L’existence de cette pluie de météorites était connue depuis plusieurs années. Schimtz lui avait déjà consacré un article en 2008, avec huit autres chercheurs, où il affirmait que la Grande diversification ordovicienne en était une conséquence. C’était assez contestable car la coïncidence les deux évènements n’était pas établie. Ces météorites ont séjourné dans des sédiments durant des centaines de millions d’années, si bien qu’elles ont été altérées. Elles sont qualifiées de « fossiles ». En 2013, Schmitz connaissait 99 météorites d’un à vingt-et-un centimètres de diamètre extraites de la carrière Thorsberg, en plus des grains plus petits. Ce sont des cristaux microscopiques de chromite, un oxyde de fer et de chrome du type spinelle, qui permet de démontrer leur origine extraterrestre. Ils ont également été trouvés en abondance dans des calcaires marins de l’Ordovicien moyen de Russie et de Chine. Cette pluie de météorites a donc bien été mondiale.

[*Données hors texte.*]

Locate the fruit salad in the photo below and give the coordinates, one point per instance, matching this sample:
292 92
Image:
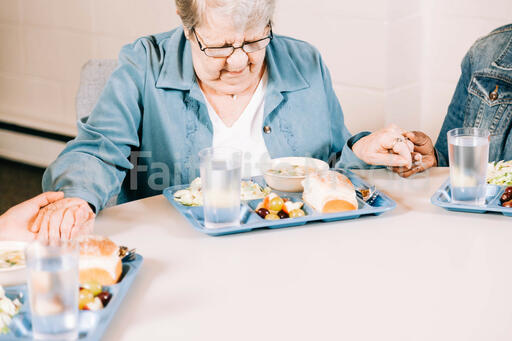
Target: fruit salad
273 207
92 297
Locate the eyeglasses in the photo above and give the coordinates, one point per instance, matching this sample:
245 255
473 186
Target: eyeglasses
227 50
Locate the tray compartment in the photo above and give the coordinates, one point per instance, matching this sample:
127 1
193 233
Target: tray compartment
442 198
252 221
91 324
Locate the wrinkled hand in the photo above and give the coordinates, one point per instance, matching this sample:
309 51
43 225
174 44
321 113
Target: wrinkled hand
424 153
15 223
65 219
385 147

Dans l’étude qui vient d’être publiée, la baisse du niveau des mers a été démontrée. Les grains de calcaire constitutifs des sédiments sont devenus plus gros. Les fossiles trouvés proviennent d’animaux vivant à des profondeurs plus faibles que les précédents. Ce sont des gastropodes, des échinodermes et des ostracodes. La baisse de niveau a pu traduire une glaciation, puisque l’accumulation de neige sur une calotte glaciaire implique un prélèvement d’eau de mer. Pendant plus de deux millions d’années, le Système solaire interne a été encombré par les débris de cet astéroïde et les micrométéorites ont pu obscurcir l’atmosphère, provoquant un refroidissement du climat mondial et une glaciation. Il est également possible que les poussières tombées dans les océans aient apporté des nutriments au phytoplancton, entraînant une hausse de la photosynthèse et une consommation accrue de dioxyde de carbone, d’où une baisse de l’effet de serre radiatif. Le lien avec la Grande diversification ordovicienne est présenté dans un article de 2016 : des gradients de température et de concentration en oxygène plus forts dans les océans, à la fois en latitude et en profondeur, ont pu engendrer des upwellings, des remontées de d’eaux riches en nutriments.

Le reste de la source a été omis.